Il s'agit de réflechir à des sujets et des faits d'actualité, liés aux élections de 2007, à partir des concepts de république, de démocratie, de socialisme, de légitimité et de citoyenneté.
L’un des critères qui permet de distinguer un conservateur d’un républicain, un progressiste d’un partisan de l’ordre, c’est le sort qu’il réserve au principe d’égalité, dans l’absolu et par rapport à d’autres; dans le triptyque national « Liberté, égalité, fraternité » l’imposture néolibérale tend à privilégier le premier et le troisième au détriment du deuxième ; la vraie préoccupation étant de préserver la propriété, on comprendra aisément que le principe d’égalité, fût-ce en matière d’égalité des droits seulement, pose problème.
On tiendra pour nulle l’égalité des chances, car, le langage traduit bien cela, une chance se saisit, un droit s’exerce : donner sa chance n’est pas ouvrir un droit.
L’intention d’égalité est l’honneur de notre civilisation, cette formule de François Furet, est un bon guide pour qui veut se situer sur l’échiquier politique ou évaluer le programme d’un candidat.
La première règle d’une campagne politique, dans une perspective de continuité des rapports sociaux existants, est de persuader l’électeur de deux choses : son avis vaut celui de tout autre, sa situation personnelle est meilleure que celle de beaucoup d’autres.
Il ne sera donc pas question des dividendes versés aux actionnaires, pas question des indemnisations et des rémunérations indécentes et parfois crapuleuses de certains dirigeants d’entreprises, pas question du transfert des richesses créées du travail vers le capital, pas question des principes de solidarité redistributive qu’un impôt proportionnel et progressif sur le revenu des personnes physiques est le seul à permettre dans une société dans laquelle la fraternité est plus qu’un slogan.
On parlera des SDF, on promettra, on montrera mais on se gardera de rappeler que le droit à un logement décent dans notre pays n’existe pas, que des élus refusent d’appliquer une loi pourtant bénigne sur la construction de logements sociaux et que l’abbé Pierre a bien fait de mourir.
On oubliera surtout de faire état du retard, de notre pays en général et de notre capitale en particulier, en matière de palaces, c’est-à-dire d’hôtels « cinq étoiles ». Il y a aujourd’hui 8,7 millions de milliardaires sur la planète, de la vieille Europe, de l’Amérique du Nord mais aussi des pays qui comme le Brésil, la Russie, l’Inde et la Chine fabriquent des riches en série dans une atmosphère de corruption, de brutalité et d’inégalité médiévales. Sans omettre les monarchies pétrolières !
Pourtant Paris se réveille, nous apprend le JDD (08/04/07) et des investisseurs avisés ont vu comme une opportunité : l’ancien Majestic, devenu centre de conférences est vendu 404 millions d’euros et le transformer en palace coûtera pratiquement autant ; rien au-dessous de 700 euros la nuit et un hôtel parisien va ouvrir une suite à 8000 euros.

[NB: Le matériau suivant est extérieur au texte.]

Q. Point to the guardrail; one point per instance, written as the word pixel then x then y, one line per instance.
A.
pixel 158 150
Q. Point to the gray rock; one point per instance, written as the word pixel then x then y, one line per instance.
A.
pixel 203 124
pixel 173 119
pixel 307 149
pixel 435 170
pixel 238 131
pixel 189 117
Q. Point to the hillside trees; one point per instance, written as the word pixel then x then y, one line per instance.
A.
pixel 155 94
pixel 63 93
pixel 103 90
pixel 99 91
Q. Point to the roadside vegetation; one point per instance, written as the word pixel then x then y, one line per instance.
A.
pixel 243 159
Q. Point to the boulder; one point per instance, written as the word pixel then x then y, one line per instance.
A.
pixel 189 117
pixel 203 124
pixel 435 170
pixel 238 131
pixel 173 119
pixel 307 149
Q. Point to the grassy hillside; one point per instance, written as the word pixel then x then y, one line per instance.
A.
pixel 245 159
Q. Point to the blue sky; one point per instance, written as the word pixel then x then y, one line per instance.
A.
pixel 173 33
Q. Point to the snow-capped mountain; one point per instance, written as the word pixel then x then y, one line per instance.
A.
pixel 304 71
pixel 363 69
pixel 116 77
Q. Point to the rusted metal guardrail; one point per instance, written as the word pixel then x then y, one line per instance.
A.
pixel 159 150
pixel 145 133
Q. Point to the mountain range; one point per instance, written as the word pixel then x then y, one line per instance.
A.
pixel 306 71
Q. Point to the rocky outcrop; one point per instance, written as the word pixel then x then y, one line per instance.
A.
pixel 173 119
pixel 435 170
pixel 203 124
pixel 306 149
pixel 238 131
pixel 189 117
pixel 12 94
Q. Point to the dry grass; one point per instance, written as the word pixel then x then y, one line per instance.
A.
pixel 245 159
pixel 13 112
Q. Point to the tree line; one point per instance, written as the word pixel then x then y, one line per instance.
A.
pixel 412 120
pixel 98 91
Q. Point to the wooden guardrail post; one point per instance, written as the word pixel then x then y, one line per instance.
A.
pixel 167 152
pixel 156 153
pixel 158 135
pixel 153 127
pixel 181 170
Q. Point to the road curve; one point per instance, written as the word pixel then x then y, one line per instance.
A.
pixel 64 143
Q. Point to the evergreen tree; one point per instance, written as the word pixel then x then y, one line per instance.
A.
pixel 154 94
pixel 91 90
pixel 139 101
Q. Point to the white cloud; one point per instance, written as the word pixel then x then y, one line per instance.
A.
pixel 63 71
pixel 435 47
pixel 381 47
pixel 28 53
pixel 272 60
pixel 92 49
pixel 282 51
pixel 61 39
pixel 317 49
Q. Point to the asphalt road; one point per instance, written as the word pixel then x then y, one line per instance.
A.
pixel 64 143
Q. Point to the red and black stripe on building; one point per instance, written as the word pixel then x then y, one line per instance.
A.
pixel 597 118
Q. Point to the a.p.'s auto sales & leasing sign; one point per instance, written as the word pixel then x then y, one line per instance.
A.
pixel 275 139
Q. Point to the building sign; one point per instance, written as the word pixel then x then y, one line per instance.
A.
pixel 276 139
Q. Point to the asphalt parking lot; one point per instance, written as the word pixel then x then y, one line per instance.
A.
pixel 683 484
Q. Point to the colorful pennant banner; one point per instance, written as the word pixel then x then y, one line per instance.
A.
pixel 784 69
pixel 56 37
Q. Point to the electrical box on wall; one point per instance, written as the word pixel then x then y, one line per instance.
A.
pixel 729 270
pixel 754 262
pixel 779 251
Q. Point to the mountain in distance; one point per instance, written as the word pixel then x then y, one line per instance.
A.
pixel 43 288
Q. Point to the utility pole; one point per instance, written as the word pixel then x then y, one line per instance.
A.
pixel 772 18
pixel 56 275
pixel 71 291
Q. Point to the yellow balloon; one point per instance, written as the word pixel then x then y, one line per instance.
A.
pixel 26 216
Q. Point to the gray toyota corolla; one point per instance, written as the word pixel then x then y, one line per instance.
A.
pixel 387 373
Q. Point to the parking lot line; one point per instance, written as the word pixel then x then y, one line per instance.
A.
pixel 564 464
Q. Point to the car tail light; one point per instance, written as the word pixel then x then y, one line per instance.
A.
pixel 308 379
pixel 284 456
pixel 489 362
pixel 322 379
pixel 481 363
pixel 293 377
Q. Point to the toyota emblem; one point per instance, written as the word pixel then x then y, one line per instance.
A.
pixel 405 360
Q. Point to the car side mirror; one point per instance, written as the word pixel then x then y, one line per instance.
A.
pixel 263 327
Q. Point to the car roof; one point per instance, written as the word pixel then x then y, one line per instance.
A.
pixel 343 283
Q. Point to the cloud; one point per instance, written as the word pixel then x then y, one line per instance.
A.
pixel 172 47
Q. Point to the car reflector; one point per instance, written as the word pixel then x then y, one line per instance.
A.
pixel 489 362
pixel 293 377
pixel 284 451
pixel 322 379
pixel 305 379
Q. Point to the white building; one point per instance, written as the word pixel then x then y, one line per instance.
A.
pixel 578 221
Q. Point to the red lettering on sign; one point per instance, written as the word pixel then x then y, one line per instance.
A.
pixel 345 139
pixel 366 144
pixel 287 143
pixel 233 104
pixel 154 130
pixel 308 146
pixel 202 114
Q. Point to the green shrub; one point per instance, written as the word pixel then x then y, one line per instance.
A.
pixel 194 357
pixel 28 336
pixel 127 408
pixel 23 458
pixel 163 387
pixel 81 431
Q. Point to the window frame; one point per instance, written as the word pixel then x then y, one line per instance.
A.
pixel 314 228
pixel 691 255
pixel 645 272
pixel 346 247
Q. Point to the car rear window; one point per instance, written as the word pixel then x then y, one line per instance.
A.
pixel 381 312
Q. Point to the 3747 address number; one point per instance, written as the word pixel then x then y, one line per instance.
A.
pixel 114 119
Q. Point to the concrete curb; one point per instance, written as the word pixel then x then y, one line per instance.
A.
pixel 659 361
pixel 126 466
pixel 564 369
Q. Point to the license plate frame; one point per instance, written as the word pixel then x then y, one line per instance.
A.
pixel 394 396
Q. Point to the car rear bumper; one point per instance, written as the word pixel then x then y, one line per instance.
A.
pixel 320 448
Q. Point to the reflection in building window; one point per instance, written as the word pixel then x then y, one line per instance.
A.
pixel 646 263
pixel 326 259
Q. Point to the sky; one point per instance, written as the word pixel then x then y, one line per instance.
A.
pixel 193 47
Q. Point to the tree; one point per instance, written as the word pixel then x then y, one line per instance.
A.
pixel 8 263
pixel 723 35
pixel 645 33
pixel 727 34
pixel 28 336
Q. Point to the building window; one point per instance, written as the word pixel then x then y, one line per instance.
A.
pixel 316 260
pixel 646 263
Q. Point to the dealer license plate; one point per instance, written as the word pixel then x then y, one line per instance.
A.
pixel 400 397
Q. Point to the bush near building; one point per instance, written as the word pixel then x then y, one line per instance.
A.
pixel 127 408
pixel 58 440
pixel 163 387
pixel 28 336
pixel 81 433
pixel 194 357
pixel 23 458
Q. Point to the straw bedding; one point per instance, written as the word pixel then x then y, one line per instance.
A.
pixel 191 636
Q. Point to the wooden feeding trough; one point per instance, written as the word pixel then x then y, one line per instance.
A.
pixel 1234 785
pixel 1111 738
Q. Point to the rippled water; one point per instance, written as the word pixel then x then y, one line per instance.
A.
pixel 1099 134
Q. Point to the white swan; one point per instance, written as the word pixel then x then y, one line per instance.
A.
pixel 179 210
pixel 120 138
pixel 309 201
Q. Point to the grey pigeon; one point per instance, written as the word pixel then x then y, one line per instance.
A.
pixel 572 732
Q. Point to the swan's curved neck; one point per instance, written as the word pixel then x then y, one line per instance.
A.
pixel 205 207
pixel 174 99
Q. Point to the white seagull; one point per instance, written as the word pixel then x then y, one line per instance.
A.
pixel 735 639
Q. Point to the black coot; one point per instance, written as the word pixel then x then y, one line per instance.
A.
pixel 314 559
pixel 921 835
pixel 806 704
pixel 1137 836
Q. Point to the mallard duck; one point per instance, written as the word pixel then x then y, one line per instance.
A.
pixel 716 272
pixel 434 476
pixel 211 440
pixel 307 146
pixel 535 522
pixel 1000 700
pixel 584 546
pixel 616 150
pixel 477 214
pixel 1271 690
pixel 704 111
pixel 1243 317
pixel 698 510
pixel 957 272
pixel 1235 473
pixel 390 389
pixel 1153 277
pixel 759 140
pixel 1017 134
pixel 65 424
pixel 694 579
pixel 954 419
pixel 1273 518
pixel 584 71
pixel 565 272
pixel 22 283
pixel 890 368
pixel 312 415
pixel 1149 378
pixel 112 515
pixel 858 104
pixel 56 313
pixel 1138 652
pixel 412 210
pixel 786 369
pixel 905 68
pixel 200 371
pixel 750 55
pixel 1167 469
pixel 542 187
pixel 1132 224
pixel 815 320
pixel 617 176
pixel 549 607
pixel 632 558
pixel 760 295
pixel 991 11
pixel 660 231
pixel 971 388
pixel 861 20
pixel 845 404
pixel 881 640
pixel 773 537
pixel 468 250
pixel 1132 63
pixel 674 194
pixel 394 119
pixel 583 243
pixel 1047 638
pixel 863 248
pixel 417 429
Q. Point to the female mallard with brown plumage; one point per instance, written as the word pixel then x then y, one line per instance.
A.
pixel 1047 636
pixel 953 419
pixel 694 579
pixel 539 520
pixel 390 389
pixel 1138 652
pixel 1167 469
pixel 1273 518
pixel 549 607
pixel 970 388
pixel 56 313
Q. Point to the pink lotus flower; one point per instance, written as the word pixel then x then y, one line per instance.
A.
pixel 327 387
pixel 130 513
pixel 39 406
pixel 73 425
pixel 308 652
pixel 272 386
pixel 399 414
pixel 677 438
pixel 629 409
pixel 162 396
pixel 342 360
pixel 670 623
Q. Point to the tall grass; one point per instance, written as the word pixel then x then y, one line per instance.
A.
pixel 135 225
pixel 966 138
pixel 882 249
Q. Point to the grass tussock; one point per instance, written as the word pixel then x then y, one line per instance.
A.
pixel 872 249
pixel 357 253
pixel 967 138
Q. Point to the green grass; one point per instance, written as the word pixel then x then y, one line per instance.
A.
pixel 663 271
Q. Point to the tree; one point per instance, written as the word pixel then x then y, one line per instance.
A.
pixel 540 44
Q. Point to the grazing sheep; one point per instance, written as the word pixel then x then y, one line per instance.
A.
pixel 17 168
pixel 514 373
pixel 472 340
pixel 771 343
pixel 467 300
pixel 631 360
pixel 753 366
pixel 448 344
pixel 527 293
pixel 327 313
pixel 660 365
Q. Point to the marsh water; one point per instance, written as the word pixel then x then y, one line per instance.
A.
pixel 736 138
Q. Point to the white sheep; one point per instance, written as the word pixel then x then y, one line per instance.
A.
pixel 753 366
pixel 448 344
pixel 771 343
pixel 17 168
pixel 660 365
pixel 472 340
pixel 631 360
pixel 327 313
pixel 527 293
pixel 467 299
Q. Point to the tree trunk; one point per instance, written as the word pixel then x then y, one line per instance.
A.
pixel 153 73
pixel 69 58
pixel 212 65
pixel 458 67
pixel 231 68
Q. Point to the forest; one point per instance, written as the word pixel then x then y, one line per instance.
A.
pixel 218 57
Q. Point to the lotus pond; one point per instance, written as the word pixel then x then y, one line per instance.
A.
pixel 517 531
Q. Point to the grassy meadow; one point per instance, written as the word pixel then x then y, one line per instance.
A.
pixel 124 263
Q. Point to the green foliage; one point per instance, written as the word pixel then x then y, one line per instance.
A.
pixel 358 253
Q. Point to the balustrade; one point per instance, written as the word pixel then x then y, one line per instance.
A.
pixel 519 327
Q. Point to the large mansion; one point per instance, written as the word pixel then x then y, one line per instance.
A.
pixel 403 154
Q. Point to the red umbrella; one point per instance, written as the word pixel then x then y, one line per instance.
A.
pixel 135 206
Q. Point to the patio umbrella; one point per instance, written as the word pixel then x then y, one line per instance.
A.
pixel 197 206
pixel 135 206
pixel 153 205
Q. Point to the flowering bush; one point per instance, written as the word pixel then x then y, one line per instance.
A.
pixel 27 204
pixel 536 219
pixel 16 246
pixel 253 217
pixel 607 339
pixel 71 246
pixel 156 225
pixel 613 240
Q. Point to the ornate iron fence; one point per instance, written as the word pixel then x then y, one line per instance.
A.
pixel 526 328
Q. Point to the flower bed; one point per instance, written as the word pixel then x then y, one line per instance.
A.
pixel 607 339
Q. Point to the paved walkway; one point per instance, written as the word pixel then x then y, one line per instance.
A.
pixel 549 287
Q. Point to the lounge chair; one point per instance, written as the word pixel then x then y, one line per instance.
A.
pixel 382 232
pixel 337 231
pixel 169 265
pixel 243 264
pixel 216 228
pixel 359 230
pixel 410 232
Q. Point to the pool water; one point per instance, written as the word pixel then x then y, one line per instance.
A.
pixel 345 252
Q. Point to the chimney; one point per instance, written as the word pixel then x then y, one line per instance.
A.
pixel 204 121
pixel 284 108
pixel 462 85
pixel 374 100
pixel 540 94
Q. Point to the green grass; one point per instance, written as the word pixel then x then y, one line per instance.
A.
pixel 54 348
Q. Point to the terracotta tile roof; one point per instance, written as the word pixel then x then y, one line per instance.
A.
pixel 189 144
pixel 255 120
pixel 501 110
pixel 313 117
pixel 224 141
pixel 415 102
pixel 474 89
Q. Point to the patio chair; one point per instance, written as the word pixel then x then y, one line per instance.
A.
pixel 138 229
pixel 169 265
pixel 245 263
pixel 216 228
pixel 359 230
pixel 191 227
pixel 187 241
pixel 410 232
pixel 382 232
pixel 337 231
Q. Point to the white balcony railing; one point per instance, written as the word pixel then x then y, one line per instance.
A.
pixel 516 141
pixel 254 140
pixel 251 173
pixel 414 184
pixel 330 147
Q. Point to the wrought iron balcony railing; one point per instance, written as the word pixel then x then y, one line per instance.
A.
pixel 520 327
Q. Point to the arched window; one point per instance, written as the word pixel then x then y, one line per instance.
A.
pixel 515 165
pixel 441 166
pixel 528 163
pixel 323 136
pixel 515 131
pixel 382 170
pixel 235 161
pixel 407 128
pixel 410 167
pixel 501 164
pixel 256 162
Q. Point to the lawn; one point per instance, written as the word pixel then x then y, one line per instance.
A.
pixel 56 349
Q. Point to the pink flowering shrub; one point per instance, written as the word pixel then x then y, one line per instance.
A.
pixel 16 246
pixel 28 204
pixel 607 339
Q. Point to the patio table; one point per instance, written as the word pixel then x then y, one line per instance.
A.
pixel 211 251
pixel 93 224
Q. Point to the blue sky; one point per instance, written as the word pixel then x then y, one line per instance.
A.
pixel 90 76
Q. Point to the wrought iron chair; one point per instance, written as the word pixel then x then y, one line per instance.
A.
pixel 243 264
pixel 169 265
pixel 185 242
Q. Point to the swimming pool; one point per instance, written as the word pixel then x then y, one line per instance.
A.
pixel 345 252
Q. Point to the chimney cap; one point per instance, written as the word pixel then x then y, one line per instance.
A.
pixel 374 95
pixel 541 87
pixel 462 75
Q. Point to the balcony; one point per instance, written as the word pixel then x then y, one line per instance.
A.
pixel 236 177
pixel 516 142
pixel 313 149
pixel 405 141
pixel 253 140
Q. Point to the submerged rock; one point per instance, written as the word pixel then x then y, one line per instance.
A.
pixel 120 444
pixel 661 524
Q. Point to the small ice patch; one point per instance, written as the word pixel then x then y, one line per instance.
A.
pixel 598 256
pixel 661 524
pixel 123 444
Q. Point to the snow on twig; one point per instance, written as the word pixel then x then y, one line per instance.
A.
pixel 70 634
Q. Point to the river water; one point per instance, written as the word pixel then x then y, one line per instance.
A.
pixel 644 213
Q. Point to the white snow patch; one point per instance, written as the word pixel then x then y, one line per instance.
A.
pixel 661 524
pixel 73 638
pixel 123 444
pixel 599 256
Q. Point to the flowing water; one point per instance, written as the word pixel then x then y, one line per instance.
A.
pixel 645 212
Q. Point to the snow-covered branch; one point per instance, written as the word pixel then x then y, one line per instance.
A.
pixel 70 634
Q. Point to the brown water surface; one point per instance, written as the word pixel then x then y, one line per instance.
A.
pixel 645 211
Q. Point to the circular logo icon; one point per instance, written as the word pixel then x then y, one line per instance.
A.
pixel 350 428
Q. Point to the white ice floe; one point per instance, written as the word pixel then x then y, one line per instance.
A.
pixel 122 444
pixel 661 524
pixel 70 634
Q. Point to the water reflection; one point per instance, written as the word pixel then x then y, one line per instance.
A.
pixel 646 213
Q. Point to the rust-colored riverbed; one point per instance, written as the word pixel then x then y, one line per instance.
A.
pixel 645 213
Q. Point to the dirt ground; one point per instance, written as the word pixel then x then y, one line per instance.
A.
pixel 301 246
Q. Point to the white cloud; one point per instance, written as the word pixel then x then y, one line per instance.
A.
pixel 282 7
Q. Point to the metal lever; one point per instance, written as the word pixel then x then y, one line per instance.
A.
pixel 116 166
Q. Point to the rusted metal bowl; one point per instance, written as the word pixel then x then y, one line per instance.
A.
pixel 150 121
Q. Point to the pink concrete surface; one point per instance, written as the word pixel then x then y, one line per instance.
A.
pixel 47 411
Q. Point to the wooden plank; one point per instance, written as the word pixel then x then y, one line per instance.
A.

On ne résoudra pas la misère des uns par la spoliation des autres, mais quel milliardaire l’est devenu par « son travail et son épargne » ? Comment entendre parler sans rage des expatriés fiscaux ? Quel monde déshumanisé envisagent les chantres d’un libéralisme sans frein ? Comment trouver « normal » que l’un puisse jeter 25 millions de dollars pour un voyage égoïste dans la stratosphère et que la pays de ce pseudo aventurier ait la sécurité sociale la moins juste et la moins égalitaire de tous les pays de l’OCDE ? Pour donner des idées à Sarkozy et à sa franchise sur les soins ? Pour aider la recherche scientifique russe ?
Les thèmes auxquels les Français attachent du prix dans cette camapgne sont l’emploi, le pouvoir d’achat, le logement, les services publics, l’éducation, bref la sécurité sociale. N’ayons pas peur de redire que l’idéal de la Gauche c’est l’Etat-providence et que les moyens de le faire vivre sont disponibles. Le vocable n’a rien de ringard et il est porteur d’espérance.